If that truck held what he feared it held, and he did nothing, and his hesitation was the difference between those two boys being alive and dead, he knew that the demon memories that chased him, the things he wouldn’t think about, never mind talk about, would catch up, and that would be the end of him.

  He thought of Len Schneider briefly—this was, in essence, Schneider’s dilemma: I waited too long…

  “This one’s for you, Len.”

  Grant tramped farther down the line of vehicles, avoiding thick electrical lines which led from the tent to ground outlets farther off, till he came upon two men sitting on the dropped back end of a pickup truck and smoking. He showed them his badge, angling it in the faint light so they could see it.

  “You guys have a crowbar?”

  One of the smokers flicked his cigarette away and nodded. “Sure thing.”

  In a moment Grant had what he needed. Gripping the strong metal bar, he went back to the panel truck.

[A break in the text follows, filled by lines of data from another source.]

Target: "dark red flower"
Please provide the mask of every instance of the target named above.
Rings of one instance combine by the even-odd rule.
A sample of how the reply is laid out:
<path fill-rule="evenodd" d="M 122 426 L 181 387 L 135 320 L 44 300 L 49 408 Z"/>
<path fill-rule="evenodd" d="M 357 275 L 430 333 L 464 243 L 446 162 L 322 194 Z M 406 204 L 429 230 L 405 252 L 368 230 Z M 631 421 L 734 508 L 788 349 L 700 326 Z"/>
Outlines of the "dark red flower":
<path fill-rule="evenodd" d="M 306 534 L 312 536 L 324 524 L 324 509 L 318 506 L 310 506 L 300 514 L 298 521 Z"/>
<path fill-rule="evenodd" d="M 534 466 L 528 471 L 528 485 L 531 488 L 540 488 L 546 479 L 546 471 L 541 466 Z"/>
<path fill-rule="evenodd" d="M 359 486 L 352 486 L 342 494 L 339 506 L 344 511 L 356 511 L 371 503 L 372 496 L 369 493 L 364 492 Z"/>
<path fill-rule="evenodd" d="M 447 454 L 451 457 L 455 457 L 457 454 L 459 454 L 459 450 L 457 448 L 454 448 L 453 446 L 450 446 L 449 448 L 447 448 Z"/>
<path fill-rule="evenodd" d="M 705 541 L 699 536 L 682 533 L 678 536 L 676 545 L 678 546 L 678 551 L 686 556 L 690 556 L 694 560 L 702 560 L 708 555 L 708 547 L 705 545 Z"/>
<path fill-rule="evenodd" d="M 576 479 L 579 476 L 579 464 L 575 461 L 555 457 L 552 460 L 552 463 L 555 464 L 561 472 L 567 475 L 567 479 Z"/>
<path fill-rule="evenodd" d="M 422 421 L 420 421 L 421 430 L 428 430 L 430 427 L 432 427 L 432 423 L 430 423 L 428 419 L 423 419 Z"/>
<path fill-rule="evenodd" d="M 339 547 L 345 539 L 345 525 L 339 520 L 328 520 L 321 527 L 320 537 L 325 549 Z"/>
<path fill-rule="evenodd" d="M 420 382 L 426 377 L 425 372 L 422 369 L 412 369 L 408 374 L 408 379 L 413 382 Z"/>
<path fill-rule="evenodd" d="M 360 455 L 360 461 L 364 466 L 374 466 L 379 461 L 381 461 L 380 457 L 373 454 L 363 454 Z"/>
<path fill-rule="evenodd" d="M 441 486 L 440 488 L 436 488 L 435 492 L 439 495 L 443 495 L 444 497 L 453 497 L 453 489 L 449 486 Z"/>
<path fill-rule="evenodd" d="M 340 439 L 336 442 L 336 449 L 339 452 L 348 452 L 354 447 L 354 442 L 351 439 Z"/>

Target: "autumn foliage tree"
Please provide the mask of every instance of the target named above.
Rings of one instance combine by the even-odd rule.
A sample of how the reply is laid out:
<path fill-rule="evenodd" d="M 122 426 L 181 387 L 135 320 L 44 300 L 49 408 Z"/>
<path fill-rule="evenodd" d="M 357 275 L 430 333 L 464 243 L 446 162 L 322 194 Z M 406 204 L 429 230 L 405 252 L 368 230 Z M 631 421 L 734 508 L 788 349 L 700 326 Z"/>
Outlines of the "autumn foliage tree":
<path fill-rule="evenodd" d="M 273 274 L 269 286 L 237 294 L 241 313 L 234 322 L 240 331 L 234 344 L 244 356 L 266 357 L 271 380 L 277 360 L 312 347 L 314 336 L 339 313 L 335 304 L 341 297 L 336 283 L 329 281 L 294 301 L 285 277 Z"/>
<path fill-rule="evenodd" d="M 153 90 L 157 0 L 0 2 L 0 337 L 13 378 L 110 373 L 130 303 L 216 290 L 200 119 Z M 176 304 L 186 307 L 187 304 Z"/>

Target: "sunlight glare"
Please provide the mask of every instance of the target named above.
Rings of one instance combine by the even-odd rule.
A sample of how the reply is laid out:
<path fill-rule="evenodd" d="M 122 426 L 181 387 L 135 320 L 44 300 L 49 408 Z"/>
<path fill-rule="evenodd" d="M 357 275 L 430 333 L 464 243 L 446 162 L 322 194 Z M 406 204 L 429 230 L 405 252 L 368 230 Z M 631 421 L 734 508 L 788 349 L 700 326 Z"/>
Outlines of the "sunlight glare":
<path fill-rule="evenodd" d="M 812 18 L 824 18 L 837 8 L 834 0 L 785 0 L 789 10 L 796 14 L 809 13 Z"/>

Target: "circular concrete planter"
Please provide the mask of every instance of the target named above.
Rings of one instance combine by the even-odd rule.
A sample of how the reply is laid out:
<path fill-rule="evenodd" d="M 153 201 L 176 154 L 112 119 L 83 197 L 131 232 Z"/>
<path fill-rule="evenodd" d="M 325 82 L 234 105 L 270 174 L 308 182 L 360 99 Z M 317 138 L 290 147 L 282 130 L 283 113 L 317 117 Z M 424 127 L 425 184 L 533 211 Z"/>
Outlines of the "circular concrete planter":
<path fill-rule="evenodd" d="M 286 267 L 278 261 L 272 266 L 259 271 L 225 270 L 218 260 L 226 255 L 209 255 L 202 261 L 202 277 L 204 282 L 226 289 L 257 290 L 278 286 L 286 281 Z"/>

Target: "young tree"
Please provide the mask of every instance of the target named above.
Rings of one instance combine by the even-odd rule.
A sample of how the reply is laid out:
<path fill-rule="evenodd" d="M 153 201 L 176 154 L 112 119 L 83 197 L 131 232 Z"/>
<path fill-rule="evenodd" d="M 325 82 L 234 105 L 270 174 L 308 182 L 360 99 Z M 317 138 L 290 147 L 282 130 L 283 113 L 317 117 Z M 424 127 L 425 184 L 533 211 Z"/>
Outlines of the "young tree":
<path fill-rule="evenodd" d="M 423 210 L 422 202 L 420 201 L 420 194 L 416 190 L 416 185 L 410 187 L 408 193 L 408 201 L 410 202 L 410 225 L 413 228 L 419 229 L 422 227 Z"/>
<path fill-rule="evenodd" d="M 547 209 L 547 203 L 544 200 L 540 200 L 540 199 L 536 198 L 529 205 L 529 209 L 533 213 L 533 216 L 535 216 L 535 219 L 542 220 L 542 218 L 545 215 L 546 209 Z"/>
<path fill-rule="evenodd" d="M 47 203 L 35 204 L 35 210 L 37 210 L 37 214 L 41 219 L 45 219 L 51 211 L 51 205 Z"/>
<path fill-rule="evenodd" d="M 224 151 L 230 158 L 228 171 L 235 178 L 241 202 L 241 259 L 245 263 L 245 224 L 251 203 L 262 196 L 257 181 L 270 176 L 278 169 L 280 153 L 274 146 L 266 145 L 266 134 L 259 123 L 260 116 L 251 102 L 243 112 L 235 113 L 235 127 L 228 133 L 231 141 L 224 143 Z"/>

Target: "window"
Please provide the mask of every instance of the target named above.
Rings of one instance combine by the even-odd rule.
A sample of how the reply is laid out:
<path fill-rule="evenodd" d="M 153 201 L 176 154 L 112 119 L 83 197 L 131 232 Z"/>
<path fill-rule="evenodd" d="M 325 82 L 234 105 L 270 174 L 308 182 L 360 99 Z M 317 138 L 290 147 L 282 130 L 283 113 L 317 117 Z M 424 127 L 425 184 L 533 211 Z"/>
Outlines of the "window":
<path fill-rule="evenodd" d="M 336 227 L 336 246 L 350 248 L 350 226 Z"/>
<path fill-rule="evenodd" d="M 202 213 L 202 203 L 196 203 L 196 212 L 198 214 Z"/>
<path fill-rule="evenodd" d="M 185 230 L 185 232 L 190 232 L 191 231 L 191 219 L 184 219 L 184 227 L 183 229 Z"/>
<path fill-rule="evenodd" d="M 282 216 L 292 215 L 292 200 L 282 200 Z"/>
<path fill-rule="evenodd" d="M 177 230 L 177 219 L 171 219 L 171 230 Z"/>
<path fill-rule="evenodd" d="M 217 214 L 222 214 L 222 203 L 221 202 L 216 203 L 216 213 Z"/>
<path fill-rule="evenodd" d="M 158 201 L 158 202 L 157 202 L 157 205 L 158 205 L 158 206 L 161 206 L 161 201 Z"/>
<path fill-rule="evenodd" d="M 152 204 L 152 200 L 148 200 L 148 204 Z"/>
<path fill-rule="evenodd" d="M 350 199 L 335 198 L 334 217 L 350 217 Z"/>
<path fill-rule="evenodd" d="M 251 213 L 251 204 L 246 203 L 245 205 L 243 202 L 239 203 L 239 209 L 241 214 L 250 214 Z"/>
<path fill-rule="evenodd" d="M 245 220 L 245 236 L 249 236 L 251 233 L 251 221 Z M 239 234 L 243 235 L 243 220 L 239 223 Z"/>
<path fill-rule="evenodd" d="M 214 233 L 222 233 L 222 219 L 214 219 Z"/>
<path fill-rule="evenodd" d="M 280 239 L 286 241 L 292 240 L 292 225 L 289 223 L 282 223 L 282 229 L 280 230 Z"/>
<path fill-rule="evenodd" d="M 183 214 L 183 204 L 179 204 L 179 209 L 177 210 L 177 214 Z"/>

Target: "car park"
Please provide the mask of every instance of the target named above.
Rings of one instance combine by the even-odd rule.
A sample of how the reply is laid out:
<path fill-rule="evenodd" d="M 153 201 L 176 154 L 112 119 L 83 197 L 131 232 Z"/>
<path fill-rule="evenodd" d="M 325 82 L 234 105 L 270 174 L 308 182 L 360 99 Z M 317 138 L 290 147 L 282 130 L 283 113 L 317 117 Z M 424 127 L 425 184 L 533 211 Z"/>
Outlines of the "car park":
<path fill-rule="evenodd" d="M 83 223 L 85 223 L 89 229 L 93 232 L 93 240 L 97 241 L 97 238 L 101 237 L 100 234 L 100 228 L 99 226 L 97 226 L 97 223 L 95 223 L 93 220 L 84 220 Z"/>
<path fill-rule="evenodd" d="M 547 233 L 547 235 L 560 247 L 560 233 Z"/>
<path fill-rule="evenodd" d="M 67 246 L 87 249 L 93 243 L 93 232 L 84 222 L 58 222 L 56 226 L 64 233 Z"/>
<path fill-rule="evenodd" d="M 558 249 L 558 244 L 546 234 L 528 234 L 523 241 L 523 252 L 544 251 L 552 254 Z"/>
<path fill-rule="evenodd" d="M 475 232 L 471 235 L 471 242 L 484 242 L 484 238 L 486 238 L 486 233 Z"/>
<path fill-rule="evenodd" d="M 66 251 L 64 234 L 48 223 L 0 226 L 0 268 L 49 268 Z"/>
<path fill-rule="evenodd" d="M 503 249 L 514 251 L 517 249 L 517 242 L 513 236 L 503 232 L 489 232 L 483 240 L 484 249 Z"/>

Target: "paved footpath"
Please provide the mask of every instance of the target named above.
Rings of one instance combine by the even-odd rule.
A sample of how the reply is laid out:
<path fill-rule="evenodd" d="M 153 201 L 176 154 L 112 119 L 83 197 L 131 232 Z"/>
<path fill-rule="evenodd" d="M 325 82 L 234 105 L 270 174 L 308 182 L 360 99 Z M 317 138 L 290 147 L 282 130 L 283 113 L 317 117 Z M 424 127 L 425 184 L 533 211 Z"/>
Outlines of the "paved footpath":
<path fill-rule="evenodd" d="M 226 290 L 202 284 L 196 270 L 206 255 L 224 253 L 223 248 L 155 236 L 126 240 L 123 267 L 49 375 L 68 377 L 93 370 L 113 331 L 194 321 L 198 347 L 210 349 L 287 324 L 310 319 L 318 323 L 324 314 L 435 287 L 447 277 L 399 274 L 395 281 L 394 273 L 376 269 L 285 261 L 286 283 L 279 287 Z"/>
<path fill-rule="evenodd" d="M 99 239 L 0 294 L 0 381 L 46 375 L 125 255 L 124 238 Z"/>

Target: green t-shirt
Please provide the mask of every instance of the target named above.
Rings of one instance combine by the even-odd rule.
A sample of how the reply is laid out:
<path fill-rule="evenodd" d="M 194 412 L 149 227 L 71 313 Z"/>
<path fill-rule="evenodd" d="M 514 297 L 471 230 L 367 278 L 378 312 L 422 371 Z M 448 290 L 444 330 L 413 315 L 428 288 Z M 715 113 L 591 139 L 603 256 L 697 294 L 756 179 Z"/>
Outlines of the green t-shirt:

  Throwing his own cigarette aside, he angled the crowbar into the curl of the lock’s closure and gave a single hard yank.

  With a weak groan, the lock snapped open and fell away with a clank.

  One of the doors, uneven on its hinges, swung slowly towards Grant, opening.

  Light filtered into the back of the truck, illuminating the interior.

  “Shit almighty,” Grant whispered.

  8

  Len Schneider dreamed. Except for the one about the kid with no face, he didn’t dream much. But when he did they were significant.

  In this one, he was flying like a bird. He had wings of long blue feathers, white-tipped, and he soared high into the clouds and then dived, his mouth open in exultation.

  And then: in the manner of dreams, things changed, and he was in a balloon. His wings were gone. He was floating, at the mercy of the wind. The basket, which was constructed in a loose weave that let him see through the breaks in the bottom, shifted precariously when he moved, threatening to break apart. But he was unafraid, and held tightly to the ropes that secured the gondola to the balloon. He peered calmly out.

  He was passing over a huge green forest that spread out below him in all directions. At one horizon was a line of mountains, impossibly tall and thin, their peaks like snow-capped needles. The sun was either setting or rising. A glint of something that might have been a vast body of water shimmered in the direction opposite the sun.